What Exit Planners Wish More Business Owners Knew
- Miranda Kishel
- Jun 3
- 2 min read

Most Business Owners Will Exit. Few Will Be Ready.
Ask any exit planner what keeps them up at night, and they’ll say the same thing:
“Owners think they’re ready—until they’re not.”
As an advisor, I’ve seen too many owners approach exit planning like a transaction, not a process. They assume a buyer will appear, the value will match their expectations, and they’ll move on without regret.
But exit planning is more personal, more strategic, and more emotional than most realize. And the biggest risk isn’t the economy or the buyer—it’s waiting too long to get serious about the future.
Why This Matters Right Now
We’re in the middle of the largest ownership transition in U.S. history. According to the Exit Planning Institute, over 75% of privately held businesses will likely change hands in the next 10 years. Yet fewer than 20% of owners have a written exit plan—and most have no idea what their business is actually worth.
That gap is dangerous.
Because exits don’t just happen at retirement. They happen due to:
Burnout
Health issues
Unsolicited offers
Divorce
Death
Disputes
Planning isn’t optional. It’s the only way to control the outcome.
From an Exit Planner: What I Wish Every Business Owner Understood
In my work as a valuation and exit advisor, here are the truths I wish more owners would face earlier:
1. Your business is probably not worth what you think.
Owners often estimate value based on revenue, emotion, or hearsay. But buyers look at risk, transferability, and future earnings. Without a formal valuation, you’re guessing—and likely guessing high.

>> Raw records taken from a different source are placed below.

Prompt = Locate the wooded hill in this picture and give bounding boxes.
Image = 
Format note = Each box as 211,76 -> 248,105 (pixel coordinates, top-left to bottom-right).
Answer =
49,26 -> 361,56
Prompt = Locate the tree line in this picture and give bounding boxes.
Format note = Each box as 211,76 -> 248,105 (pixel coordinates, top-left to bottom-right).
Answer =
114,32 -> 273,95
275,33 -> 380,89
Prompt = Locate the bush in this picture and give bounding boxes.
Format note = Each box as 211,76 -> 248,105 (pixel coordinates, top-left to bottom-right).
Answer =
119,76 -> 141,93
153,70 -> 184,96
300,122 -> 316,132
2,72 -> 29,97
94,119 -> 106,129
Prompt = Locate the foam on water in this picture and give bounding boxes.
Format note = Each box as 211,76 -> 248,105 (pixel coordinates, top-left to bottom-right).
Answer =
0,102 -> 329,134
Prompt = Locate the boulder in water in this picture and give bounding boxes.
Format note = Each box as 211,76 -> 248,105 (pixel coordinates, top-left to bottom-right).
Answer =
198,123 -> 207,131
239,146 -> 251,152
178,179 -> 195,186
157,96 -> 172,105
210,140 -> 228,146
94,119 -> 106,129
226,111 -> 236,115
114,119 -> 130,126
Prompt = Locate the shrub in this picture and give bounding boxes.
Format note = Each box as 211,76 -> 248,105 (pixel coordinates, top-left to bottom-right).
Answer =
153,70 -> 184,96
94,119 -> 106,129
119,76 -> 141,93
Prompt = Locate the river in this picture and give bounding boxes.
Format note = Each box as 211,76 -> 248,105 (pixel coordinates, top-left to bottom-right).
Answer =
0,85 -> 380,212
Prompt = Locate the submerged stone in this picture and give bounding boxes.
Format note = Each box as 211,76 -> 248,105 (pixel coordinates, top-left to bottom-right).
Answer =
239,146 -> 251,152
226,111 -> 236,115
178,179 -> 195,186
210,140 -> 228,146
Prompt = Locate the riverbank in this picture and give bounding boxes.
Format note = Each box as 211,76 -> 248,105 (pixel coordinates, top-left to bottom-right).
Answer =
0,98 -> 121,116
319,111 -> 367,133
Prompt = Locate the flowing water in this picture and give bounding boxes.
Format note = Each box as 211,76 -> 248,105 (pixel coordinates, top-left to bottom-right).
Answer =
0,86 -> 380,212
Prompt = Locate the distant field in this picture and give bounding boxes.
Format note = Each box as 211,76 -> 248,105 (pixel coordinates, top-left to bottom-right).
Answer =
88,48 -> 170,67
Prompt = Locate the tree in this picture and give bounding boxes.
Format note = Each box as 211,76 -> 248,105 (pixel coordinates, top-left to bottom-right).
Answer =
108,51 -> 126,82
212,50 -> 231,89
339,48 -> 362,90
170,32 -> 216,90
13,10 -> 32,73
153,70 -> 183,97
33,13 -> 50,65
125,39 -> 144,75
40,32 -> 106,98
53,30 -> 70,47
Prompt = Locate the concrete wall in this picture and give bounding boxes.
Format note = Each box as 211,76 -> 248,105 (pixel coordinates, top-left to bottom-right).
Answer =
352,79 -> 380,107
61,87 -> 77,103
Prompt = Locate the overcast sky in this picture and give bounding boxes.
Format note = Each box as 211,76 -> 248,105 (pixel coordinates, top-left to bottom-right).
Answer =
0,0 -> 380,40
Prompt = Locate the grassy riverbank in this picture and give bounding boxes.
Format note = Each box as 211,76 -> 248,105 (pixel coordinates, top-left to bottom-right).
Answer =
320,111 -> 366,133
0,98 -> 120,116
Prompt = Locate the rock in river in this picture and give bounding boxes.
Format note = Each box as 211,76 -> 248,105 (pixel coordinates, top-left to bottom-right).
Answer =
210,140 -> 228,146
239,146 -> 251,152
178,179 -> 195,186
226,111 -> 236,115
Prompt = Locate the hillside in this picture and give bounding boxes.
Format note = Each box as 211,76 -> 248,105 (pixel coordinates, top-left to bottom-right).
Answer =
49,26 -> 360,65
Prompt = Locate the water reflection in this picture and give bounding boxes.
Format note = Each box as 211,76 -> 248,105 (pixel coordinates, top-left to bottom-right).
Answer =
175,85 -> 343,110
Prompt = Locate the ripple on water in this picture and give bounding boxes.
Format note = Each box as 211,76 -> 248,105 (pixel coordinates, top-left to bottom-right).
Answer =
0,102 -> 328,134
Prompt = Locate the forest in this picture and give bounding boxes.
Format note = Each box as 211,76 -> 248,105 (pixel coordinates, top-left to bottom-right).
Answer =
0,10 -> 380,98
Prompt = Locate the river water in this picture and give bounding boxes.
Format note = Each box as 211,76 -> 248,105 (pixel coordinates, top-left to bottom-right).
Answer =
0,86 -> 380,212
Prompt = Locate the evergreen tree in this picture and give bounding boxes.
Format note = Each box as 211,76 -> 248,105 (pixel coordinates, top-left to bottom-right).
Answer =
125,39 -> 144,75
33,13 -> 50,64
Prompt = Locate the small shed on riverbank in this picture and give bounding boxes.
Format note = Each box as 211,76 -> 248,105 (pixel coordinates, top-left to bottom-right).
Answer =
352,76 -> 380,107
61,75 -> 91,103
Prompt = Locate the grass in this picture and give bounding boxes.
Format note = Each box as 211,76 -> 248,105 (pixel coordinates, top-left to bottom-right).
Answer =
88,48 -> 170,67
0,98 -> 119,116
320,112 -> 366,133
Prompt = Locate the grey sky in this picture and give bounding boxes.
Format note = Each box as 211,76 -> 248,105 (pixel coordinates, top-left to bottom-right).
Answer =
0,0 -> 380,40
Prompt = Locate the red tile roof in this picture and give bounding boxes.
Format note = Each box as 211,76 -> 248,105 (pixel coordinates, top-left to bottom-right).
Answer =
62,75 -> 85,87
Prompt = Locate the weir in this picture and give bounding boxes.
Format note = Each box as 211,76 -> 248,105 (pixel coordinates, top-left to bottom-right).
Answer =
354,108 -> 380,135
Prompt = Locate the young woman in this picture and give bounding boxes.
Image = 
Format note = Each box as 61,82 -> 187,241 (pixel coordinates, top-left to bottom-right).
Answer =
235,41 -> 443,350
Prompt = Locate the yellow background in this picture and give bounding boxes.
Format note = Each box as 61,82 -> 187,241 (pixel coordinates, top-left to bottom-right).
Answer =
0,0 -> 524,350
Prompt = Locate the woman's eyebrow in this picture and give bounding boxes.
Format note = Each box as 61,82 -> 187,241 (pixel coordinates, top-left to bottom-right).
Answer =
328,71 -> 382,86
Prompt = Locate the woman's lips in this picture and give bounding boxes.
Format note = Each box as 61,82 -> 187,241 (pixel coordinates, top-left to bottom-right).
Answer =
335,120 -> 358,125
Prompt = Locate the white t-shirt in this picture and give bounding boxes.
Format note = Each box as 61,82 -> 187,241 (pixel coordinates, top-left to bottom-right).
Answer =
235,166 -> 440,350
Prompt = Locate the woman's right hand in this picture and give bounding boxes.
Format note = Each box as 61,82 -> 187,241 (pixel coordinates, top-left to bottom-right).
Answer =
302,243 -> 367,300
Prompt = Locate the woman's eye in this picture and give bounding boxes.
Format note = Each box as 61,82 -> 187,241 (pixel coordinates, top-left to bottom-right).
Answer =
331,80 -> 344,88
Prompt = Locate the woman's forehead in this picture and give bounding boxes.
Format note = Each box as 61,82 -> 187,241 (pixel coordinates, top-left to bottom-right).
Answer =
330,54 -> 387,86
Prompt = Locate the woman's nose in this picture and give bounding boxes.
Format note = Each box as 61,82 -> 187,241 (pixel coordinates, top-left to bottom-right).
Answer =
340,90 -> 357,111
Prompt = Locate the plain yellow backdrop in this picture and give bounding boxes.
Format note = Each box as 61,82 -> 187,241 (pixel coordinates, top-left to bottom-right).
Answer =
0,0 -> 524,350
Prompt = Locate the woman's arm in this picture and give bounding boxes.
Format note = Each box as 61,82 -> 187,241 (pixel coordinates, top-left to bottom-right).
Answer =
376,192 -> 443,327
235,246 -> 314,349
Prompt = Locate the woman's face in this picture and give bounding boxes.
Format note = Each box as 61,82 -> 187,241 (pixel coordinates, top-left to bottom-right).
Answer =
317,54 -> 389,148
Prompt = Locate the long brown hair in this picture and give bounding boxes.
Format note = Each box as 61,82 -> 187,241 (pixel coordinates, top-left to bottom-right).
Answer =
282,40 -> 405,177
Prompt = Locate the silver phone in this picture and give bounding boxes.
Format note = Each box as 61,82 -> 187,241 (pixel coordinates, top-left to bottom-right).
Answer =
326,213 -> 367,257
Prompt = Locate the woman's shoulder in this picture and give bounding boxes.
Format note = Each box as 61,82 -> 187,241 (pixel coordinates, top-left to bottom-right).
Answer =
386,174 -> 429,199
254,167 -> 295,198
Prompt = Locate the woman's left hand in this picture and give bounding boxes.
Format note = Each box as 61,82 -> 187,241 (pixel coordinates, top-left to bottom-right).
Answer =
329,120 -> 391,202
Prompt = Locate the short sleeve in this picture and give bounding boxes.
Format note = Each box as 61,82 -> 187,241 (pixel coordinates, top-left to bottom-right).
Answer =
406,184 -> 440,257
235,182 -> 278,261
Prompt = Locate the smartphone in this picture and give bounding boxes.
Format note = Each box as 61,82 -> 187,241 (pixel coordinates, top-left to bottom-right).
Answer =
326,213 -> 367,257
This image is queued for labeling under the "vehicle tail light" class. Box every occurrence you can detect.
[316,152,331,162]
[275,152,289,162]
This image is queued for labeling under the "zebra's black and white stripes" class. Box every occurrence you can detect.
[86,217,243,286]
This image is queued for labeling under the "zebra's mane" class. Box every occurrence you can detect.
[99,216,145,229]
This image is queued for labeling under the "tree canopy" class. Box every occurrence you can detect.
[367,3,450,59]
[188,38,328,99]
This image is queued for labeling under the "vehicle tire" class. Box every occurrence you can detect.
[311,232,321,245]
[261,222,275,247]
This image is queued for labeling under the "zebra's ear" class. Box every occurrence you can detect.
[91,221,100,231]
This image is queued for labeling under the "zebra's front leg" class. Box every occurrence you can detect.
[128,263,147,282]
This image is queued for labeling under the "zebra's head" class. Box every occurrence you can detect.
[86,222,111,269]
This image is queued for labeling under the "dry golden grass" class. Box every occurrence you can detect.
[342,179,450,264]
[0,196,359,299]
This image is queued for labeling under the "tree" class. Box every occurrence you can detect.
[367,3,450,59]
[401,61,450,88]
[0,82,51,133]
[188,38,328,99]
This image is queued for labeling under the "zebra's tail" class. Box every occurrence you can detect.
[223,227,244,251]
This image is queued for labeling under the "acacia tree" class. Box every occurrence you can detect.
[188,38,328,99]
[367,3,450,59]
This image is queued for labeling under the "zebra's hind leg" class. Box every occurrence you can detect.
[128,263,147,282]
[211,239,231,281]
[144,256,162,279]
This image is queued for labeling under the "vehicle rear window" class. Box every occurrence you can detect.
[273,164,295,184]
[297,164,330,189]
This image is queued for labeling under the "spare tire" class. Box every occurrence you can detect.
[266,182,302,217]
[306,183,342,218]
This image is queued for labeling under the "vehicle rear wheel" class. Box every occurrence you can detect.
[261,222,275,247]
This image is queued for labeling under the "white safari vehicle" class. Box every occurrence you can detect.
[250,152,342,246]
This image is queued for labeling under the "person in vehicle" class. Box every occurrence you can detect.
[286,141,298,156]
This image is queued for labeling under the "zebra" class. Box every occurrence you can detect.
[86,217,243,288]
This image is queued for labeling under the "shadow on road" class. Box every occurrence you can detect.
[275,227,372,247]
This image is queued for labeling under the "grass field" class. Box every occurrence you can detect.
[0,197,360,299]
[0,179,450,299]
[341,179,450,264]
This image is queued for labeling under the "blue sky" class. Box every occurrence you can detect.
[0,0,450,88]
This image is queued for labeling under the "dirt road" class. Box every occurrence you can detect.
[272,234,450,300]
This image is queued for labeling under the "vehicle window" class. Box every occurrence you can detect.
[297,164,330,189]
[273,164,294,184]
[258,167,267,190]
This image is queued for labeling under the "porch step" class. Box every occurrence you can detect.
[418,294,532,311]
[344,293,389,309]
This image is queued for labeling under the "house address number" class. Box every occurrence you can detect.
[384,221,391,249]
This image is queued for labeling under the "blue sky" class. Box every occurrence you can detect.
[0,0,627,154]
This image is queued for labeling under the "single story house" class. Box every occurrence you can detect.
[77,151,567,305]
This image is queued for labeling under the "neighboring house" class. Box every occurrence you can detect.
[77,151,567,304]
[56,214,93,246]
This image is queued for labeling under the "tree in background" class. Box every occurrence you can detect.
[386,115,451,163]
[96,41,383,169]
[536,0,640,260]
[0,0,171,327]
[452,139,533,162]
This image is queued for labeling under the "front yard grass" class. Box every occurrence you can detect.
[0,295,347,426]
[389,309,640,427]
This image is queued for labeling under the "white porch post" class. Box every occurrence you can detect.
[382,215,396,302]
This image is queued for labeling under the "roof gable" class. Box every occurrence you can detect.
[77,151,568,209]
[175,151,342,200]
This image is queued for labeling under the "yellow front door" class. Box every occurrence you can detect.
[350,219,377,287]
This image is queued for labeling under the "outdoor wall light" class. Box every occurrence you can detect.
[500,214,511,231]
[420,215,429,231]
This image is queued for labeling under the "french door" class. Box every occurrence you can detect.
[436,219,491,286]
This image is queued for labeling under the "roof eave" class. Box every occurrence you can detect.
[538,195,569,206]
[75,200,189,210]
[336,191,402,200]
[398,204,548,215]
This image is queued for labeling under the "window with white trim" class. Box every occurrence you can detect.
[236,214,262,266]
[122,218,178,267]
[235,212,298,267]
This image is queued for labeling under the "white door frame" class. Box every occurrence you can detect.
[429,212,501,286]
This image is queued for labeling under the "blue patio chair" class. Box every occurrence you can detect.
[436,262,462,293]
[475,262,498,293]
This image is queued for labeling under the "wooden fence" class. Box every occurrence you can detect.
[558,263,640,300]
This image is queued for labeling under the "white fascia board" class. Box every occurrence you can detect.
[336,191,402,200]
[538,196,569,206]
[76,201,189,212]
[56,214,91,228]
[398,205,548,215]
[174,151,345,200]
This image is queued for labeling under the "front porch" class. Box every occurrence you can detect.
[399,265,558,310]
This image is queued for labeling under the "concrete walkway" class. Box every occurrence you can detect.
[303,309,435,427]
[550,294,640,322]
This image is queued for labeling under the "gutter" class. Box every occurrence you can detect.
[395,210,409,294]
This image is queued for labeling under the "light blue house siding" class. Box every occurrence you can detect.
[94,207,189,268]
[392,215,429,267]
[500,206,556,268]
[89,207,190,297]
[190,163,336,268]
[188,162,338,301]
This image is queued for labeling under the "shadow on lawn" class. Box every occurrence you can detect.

2. Exiting takes years, not months.
Most quality exits take 2–5 years to do right. That includes improving systems, grooming successors, cleaning up financials, and minimizing taxes. Rushing the process shrinks the check.
3. Buyers don’t buy potential—they buy results.
A “promising future” only helps if it’s backed by clean books, consistent margins, and a documented growth plan. Vision is not a substitute for evidence.
4. The business can’t revolve around you.
If the company falls apart without you, it’s not sellable. Owner dependence is the biggest value killer in private company sales.
5. Exiting is as emotional as it is financial.
Letting go of your identity as the owner is hard. The earlier you start preparing psychologically, the smoother the handoff.
Exit Planning Is Business Planning
Exit planning shouldn’t be a “someday” project. It should be baked into how you operate today. When your business is exit-ready, it’s:
More valuable
Less stressful to run
Easier to grow or transfer
Better aligned with your personal goals
You don’t have to sell now. But you do have to prepare now.
A Practical Takeaway
If you’re a business owner, ask yourself:
Do I know what my business is worth today?
Could someone else step in and run it tomorrow?
Do I have a written plan to exit on my own terms?
If not, you don’t need to panic—but you do need to act. Start with a valuation, and work with an advisor who understands how to build both financial and personal readiness.
Your exit will happen—on your terms or someone else’s.